Via la licenza di caccia dopo gli schiaffi alla nipote per una lite: anche il Tar dà ragione al prefetto

Anche in assenza di querela il solo gesto, per il tribunale amministrativo, giustifica la revoca dell’autorizzazione
Durante una discussione con una sua nipote era passato alle vie di fatto schiaffeggiandola e afferrandola per il collo, la ragazza era stata quindi curata dai sanitari dell’ospedale di Castelnuovo per lievi contusioni ed ecchimosi, ma successivamente i due avevano fatto pace e chiarito i loro diverbi, tanto che la ragazza non aveva poi sporto querela.
Ma da quel verbale sanitario sono comunque partite alcune indagini e il prefetto di Lucca e il questore dell’epoca avevano revocato all’uomo la licenza di caccia e notificato il divieto di detenzione di armi sequestrando quelle in suo possesso.

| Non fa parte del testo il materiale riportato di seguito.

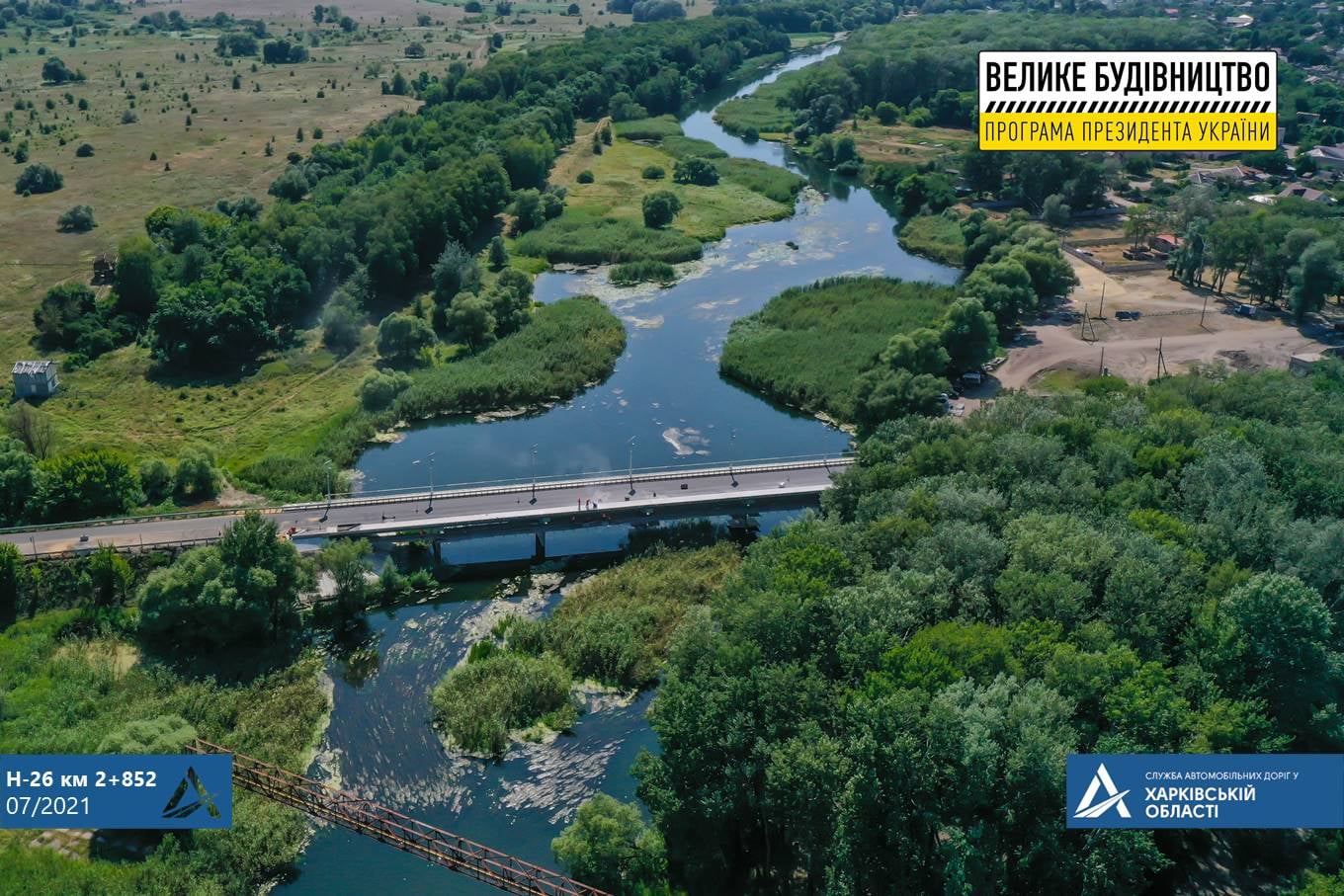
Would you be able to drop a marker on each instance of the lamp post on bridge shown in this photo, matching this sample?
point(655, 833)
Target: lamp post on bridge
point(630, 467)
point(732, 445)
point(328, 508)
point(430, 458)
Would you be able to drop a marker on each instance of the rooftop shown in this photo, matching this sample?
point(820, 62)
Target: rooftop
point(33, 367)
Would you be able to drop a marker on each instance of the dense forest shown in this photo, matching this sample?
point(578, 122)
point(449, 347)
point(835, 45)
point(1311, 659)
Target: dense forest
point(882, 696)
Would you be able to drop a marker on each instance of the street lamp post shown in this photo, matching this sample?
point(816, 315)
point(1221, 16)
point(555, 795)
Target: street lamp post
point(428, 510)
point(732, 445)
point(630, 465)
point(328, 510)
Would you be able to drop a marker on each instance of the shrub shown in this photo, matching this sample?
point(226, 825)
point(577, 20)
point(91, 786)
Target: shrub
point(660, 207)
point(563, 347)
point(402, 337)
point(809, 346)
point(379, 388)
point(641, 272)
point(75, 220)
point(695, 171)
point(40, 179)
point(477, 704)
point(586, 239)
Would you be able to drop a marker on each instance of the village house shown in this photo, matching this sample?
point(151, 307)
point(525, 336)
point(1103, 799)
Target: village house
point(36, 379)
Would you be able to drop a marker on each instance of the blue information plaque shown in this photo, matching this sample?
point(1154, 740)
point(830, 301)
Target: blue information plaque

L’uomo non potrà più andare a caccia o avere armi di nessun genere e tipo perché anche il Tar di Firenze a cui si era rivolto gli ha dato torto rigettando il suo ricorso.
Scrivono i giudici del Tar fiorentino in sentenza: “Nella specie è stata condivisibilmente ritenuta dal orefetto di Lucca come sufficiente ed assorbente la circostanza che il ricorrente avesse percosso la nipote, schiaffeggiandola al volto e afferrandola per il collo e spingendola fuori di casa verso una siepe, come credibilmente dichiarato nell’imminenza dei fatti dalla nipote al medico del pronto soccorso (non emergono infatti ragioni per non ritenere veritiera tale dichiarazione), e come comprovato dalla presenza di segni di afferramento sul collo della vittima, come da referto del pronto soccorso dell’ospedale di Castelnuovo di Garfagnana. Tale elemento fattuale è da solo idoneo a fondare il giudizio, formulato dal prefetto, e conseguentemente dal questore, di mancanza di garanzia rispetto alla detenzione delle armi e, dunque, d’inaffidabilità”.

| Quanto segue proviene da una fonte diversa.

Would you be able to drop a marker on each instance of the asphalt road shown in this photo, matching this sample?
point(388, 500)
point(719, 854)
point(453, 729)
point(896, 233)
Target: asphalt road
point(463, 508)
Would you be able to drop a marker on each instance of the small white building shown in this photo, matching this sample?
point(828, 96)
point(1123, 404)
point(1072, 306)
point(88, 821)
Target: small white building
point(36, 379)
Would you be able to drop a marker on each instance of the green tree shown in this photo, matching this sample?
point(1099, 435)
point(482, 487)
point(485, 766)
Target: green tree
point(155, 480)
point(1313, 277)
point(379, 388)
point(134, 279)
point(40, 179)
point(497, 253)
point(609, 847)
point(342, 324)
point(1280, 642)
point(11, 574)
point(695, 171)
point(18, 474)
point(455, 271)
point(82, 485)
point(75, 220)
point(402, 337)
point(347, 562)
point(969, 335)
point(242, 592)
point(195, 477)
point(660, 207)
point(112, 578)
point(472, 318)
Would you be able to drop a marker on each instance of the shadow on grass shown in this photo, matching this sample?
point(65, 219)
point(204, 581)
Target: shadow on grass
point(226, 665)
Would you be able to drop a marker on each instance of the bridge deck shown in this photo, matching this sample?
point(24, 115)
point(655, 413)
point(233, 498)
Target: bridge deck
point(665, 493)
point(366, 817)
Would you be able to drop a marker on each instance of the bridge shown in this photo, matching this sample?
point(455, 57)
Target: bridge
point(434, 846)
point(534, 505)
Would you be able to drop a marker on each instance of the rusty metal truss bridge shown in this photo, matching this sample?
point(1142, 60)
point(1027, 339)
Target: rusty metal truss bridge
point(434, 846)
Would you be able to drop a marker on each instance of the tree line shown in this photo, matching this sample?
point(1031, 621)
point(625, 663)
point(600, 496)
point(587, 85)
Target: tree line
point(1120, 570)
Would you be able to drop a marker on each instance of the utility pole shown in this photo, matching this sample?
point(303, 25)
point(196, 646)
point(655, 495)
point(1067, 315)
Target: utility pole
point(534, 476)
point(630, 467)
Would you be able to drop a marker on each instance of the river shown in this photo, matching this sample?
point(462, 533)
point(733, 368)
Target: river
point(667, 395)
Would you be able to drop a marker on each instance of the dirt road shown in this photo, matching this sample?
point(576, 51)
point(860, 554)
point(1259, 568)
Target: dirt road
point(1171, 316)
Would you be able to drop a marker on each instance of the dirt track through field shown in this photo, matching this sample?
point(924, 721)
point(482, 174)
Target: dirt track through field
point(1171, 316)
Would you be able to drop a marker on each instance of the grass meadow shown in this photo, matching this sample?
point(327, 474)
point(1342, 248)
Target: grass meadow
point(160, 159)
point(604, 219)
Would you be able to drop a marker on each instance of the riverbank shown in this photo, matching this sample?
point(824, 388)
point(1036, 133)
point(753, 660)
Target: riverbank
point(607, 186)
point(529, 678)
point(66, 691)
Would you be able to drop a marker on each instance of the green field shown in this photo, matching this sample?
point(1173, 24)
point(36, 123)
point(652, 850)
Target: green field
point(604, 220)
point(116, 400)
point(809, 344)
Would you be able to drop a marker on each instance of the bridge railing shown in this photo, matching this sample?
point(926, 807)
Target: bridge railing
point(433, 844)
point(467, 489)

Per i giudici le ragioni del divieto di detenzione e della revoca sono dunque da collegarsi all’impossibilità di escludere che si possa ripetere un episodio, in qualsiasi altra circostanza, in cui il ricorrente perda l’autocontrollo nei confronti di altre persone. Conclude infatti la sentenza: “Le ragioni del divieto di detenzione e della revoca sono dunque da collegarsi all’impossibilità di escludere che si possa ripetere un episodio, in qualsiasi altra circostanza, in cui il ricorrente perda l’autocontrollo nei confronti di altre persone”. Nessun procedimento penale dunque è venuto fuori per mancanza di querela ma questo non impedisce all’amministrazione, in questo caso prefettura e questura, di adottare provvedimenti di tipo cautelare. L’uomo ei era difeso affermando che “effettivamente quel giorno si era originata in casa una discussione per una questione di poco conto, con una nipote recatasi a visitare la nonna che non era però degenerata in un’aggressione fisica da parte del ricorrente ai danni della nipote. Si sarebbe comunque trattato di un episodio isolato, per il quale la nipote non aveva sporto querela, e nel corso del quale non vi sarebbe stato da parte dell’odierno ricorrente alcun riferimento alle armi e alle munizioni, e ciò né in termini di minaccia di loro indebito utilizzo, né in termini di effettivo uso. Peraltro, con mail inviata alcuni mesi dopo, il ricorrente aveva manifestato alla nipote il proprio risentimento per quanto accaduto e la stessa, con mail di risposta, aveva dato atto di aver compreso l’atteggiamento dello zio accettandone le scuse”.
Ma per il Tar il verbale dei sanitari è bastato a revocargli la licenza di caccia e impedirgli di avere armi in casa in futuro.